Yeah, I saw the movie. Did I like it? Why of course I did, it was a very good movie for the most part. I really thought that some of Christian imagery came across nicely. We were able to see a small taste of the gospel of Christ; maybe even enough to whet the appetite for someone to pick up their Bible and attempt to find where the imagery comes from.
The most thrilling part of the movie for me? When Aslan the lion (the Christ figure) declares, "It is finished!" after the army defeated the white witch and her posse of uglies. As a Christian this was very moving to the religious affections.
Some of the things that I did not like about the movie:
1. You never grow to love Aslan before he dies. He comes and he dies quick as that. There is no connection to him emotionally.
2. Edmund never repented after Aslan was slain for his sin. He continued to defy the authority of his brother Peter. I do not like the antinomian quality of this.
3. The prophecy of the sons of Adam and the daughters of Eve did not seem to be taken very seriously by anyone. It was very down-played in the movie.
The point of this look into the film has more to do with the man behind the Lion though. It has been a few years since I have read any Lewis; I had to read some for my undergraduate degree, but I do not recall picking him up since. The one book that I remember liking the most was Till We Have Faces. Maybe that is because it was not theological in nature, but was more in the discipline of Lewis- literature.
I began to investigate some of the ideas that Lewis had regarding theology since I recall at Calvin we talked about some of his EXTREME non-evangelical ideas. I began to parouse some of his material again- and just as it was before, there is a lot that evangelicals would find to be distasteful.
The point? (Again, defending myself- I really liked the movie a lot. I enjoy his Narnia series as literature, I like some of the thoughts that he has had.) But why do evangelicals love this guy so much? I honestly think that if you put his list of doctrines infront of most evangelicals they would think that he was a hell bound heathen. (I am not commenting on his eternal state.) I find it odd that CS Lewis and JRR Tolkien (who was very Roman Catholic) have a stronger impact on American Christianity today than almost any other thinker, philosopher, theologian today.
Below is just one of the numerous articles that are available concerning his doctrine. (Some of the others will have extensive lists from his books that talk about various topics. Those are nice as well.)
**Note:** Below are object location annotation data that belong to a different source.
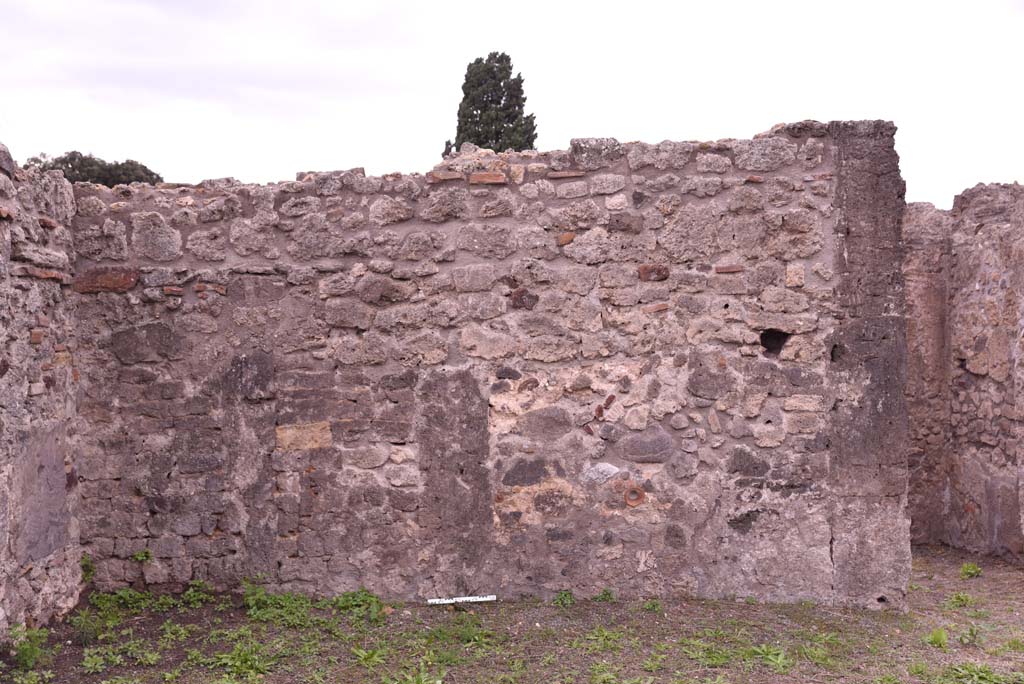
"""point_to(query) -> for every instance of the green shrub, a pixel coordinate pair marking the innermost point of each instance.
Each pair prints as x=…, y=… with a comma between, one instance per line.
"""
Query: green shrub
x=29, y=646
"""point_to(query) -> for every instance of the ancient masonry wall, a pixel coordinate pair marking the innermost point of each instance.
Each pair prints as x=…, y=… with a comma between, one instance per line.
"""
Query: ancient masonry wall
x=652, y=368
x=972, y=493
x=658, y=368
x=39, y=551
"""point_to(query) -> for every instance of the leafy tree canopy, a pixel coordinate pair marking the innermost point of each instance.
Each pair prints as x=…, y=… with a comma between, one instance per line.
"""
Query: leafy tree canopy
x=492, y=112
x=86, y=168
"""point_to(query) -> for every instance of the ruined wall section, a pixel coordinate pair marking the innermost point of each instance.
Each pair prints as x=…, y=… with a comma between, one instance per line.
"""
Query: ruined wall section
x=651, y=368
x=867, y=427
x=926, y=270
x=985, y=501
x=39, y=553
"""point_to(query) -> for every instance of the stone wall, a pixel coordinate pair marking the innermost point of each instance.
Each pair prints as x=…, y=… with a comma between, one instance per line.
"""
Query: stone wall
x=926, y=271
x=972, y=494
x=657, y=368
x=39, y=552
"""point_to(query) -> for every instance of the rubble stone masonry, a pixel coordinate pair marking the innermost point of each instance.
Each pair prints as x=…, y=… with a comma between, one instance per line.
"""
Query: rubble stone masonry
x=654, y=368
x=968, y=484
x=39, y=539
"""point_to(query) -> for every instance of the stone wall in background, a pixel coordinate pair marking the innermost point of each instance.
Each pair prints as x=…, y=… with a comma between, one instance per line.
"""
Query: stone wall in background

WAS C.S. LEWIS A BIBLE BELIEVER?
Was C.S. Lewis a Bible believer? By no means, as even Christianity Today admits. “Clive Staples Lewis was anything but a classic evangelical, socially or theologically. He smoked cigarettes and a pipe, and he regularly visited pubs to drink beer with friends. Though he shared basic Christian beliefs with evangelicals, he didn’t subscribe to biblical inerrancy or penal substitution. He believed in purgatory and baptismal regeneration” (“C.S. Lewis Superstar,” Christianity Today, Dec. 2005).
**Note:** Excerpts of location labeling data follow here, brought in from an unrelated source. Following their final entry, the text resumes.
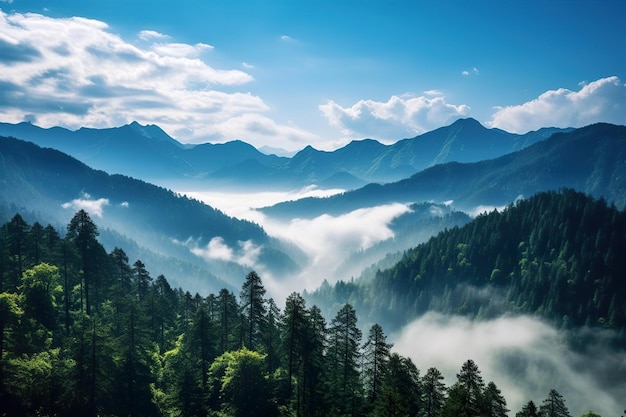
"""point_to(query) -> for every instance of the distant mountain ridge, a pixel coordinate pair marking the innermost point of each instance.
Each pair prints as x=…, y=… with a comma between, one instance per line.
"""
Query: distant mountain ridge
x=147, y=152
x=44, y=180
x=591, y=159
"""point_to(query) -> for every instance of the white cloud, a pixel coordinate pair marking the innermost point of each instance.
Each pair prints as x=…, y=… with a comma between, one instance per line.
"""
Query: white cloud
x=396, y=118
x=603, y=100
x=473, y=71
x=246, y=253
x=76, y=72
x=524, y=356
x=91, y=206
x=328, y=240
x=215, y=249
x=147, y=35
x=180, y=50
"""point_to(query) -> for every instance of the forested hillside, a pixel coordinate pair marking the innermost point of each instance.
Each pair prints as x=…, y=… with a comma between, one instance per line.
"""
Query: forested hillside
x=558, y=255
x=590, y=159
x=85, y=332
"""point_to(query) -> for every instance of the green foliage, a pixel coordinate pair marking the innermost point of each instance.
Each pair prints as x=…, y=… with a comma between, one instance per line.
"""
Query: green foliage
x=143, y=348
x=554, y=254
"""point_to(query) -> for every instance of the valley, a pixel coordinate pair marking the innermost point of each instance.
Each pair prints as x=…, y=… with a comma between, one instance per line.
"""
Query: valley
x=371, y=247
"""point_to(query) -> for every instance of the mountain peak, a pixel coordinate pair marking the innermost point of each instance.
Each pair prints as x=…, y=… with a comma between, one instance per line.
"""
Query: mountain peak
x=468, y=122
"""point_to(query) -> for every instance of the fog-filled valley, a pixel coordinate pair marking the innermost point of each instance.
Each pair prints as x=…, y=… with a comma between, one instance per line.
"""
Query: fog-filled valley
x=526, y=282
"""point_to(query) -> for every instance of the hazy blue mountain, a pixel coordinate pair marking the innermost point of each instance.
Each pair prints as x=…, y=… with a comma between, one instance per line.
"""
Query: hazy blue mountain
x=42, y=180
x=147, y=152
x=269, y=150
x=590, y=159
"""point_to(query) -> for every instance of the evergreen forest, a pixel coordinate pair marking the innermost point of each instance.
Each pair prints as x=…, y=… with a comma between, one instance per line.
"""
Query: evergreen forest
x=556, y=255
x=86, y=332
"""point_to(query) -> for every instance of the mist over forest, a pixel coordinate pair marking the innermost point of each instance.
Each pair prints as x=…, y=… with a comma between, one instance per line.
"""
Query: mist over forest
x=527, y=288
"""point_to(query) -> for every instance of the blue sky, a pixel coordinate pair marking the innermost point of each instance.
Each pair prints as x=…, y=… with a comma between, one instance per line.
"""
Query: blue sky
x=291, y=73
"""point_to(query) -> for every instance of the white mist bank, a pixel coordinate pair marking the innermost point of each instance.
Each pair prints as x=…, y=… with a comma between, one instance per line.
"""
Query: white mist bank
x=523, y=356
x=326, y=240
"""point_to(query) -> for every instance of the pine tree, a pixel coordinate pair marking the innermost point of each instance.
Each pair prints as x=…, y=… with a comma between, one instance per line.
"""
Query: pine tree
x=434, y=392
x=376, y=356
x=528, y=410
x=554, y=406
x=494, y=404
x=82, y=231
x=254, y=309
x=344, y=360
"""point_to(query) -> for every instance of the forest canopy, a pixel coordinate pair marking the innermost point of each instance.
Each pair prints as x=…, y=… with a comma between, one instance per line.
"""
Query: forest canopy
x=86, y=332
Lewis believed in prayers for the dead and purgatory and confessed his sins regularly to a priest. He was given the Catholic sacrament of last rites on July 16, 1963 (C.S. Lewis: A Biography, pp. 198, 301). Lewis denied the total depravity of man and the substitutionary blood atonement of Christ. He believed in theistic evolution and rejected the Bible as the infallible Word of God. He taught that hell is a state of mind: “And every state of mind, left to itself, every shutting up of the creature within the dungeon of its own mind--is, in the end, Hell” (Lewis, The Great Divorce, p. 65). D. Martin Lloyd-Jones warned that C.S. Lewis had a defective view of salvation and was an opponent of the substitutionary and penal view of the atonement (Christianity Today, Dec. 20, 1963). In a letter to the editor of Christianity Today, Feb. 28, 1964, Dr. W. Wesley Shrader, Lewisburg, Pennsylvania, warned that “C.S. Lewis ... would never embrace the (literal-infallible) view of the Bible” (F.B.F. News Bulletin, March 4, 1984).
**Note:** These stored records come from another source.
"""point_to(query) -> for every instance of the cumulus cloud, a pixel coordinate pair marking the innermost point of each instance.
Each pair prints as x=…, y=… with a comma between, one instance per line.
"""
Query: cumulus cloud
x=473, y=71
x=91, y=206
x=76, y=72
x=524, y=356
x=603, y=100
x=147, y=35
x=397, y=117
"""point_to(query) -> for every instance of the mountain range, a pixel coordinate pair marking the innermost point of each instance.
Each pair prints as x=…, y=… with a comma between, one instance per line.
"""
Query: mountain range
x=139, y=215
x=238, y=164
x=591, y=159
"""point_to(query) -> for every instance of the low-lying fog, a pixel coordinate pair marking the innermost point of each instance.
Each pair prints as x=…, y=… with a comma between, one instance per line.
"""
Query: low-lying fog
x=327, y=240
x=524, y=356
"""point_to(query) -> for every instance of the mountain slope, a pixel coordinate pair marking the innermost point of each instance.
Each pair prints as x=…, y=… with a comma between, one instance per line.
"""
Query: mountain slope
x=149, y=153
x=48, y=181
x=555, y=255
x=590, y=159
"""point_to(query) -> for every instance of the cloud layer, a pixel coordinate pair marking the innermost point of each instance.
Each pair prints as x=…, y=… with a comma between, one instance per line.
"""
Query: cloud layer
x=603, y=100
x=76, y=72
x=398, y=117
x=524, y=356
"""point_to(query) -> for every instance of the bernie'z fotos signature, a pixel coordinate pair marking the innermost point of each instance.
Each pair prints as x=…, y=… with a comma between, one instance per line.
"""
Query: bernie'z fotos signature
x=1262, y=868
Lewis lived for 30 years with Janie Moore, a woman 25 years his senior to whom he was not married. The relationship with the married woman began when Lewis was still a student at Oxford. Moore was separated from her husband. Lewis confessed to his brother Arthur that he was in love with Mrs. Moore, the mother of one of his friends who was killed in World War I. The relationship was definitely sexual in nature. See Alan Jacobs, The Narnian: The Life and Imagination of C.S. Lewis, pp. 82, 94. At age 58, Lewis married Joy Gresham, an American woman who pursued a relationship with Lewis even while she was still married to another man. According to two of Lewis’s friends, Gresham’s husband divorced her on the grounds of desertion (Roger Lancelyn Green & Walter Hooper, Light on C.S. Lewis), though it also true that he, in turn, married his Joy’s cousin.
In the book A Severe Mercy by Sheldon VanAuken, a personal letter is reproduced on page 191 in which Lewis suggests to VanAuken that upon his next visit to England that the two of them “must have some good, long talks together and perhaps we shall both get high.”
Lewis claimed that followers of pagan religions can be saved without personal faith in Jesus Christ: “But the truth is God has not told us what His arrangements about the other people are. ... There are people who do not accept the full Christian doctrine about Christ but who are so strongly attracted by Him that they are His in a much deeper sense than they themselves understand. There are people in other religions who are being led by God’s secret influence to concentrate on those parts of their religion which are in agreement with Christianity, and who thus belong to Christ without knowing it. For example a Buddhist of good will may be led to concentrate more and more on the Buddhist teaching about mercy and to leave in the background (though he might still say he believed) the Buddhist teaching on certain points. Many of the good Pagans long before Christ’s birth may have been in this position” (C.S. Lewis, Mere Christianity, HarperSanFrancisco edition, 2001, pp. 64, 208, 209).
Discussion Point:
-Everyone has an opinion about this, no need!